By Zee Mail
Since the resignation of Cal Coursey at the end of the fall semester, a large number of students have reported falling victim to at least one scam email. In a recent campus survey, 94 percent of students reported submitting credit card information, social security information, and other personal identification in response to an email scam sent to their Zimbra account.
Sophomore Payton O’Money was one student who sent in her credit card information in response to an email from the Prince of Nigeria who requested money to support his new reign. “It was just so sad,” O’Money said. “He said his father had just died and his siblings were going to steal all his inheritance. I mean, he’s a prince. How do you not give to a prince? He said he only needed $20, but the next day my checking account was empty.”
This email seems to be the one most students believed. This email was sent Monday, March 30. If you have not yet responded with your personal information, don’t.
“Every time there was a scam last year, someone would warn us,” said senior S. Cam. “I’m not really sure how the College thinks we would know how to sort scam from non-scam on our own. If Canvas notifications go to the junk folder, you’d think scam stuff would, too.”
The Prince of Nigeria could not be reached for comment, as he was too busy rolling around in a pile of dollar bills in his mom’s basement in Wisconsin. The prince has been Tweeting with the hashtag #thanksCal each time he receives a deposit from a Washington College student. At the time of publication, he has tweeted this phrase 734 times.
Associate Professor of Economics Dr. Uso Fooled said, “This isn’t the first time I’ve seen students fall for these scam emails, but this is just out of hand. One of my students is actually withdrawing from school because she no longer can afford the tuition after sending her credit card information to a guy who claimed she won a scholarship and that he needed to deposit the money in her account.”

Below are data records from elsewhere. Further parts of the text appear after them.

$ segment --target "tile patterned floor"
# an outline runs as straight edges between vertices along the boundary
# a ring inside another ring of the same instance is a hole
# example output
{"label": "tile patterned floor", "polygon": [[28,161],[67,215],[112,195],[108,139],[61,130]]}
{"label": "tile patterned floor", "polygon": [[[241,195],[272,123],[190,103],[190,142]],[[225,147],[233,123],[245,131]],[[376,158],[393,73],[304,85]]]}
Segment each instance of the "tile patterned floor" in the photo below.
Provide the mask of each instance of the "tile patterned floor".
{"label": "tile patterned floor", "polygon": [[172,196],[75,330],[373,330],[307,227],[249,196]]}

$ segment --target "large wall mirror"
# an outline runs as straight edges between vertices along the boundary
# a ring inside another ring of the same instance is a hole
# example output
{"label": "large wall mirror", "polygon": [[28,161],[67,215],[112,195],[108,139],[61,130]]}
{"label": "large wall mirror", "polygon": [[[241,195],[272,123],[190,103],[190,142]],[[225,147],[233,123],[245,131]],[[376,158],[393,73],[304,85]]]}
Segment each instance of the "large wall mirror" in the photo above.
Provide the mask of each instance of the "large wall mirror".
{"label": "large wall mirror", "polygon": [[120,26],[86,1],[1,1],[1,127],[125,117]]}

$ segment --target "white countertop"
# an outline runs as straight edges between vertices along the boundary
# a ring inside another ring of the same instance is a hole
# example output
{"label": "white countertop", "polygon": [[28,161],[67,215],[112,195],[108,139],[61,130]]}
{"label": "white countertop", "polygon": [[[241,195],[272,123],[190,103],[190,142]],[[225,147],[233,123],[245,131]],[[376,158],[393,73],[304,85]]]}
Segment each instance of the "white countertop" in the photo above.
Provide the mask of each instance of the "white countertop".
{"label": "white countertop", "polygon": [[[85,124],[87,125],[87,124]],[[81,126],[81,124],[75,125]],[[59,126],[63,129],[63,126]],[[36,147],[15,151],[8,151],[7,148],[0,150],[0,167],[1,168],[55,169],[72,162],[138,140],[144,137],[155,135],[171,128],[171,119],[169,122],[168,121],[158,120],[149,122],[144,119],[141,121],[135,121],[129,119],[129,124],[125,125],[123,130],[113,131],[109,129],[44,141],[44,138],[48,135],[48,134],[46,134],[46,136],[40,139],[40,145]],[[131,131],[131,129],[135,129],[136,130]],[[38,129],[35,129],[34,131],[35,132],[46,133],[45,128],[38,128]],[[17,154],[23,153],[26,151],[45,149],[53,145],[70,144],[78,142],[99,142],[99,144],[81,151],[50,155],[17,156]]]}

Students victimized by these scams have made posters saying, “Bring back Cal” and have begun a protest outside of OIT’s office because no one ever knew the true location of Coursey’s old office.
Currently, the administration is trying to contact Coursey in hopes of bringing him to campus to lead an information session regarding how to watch out for scam emails. Though without his constant reminders, it seems only a matter of time until students fall for another scam.
Notice: This article is a part of the annual April Fool’s edition. None of the information in this article is true.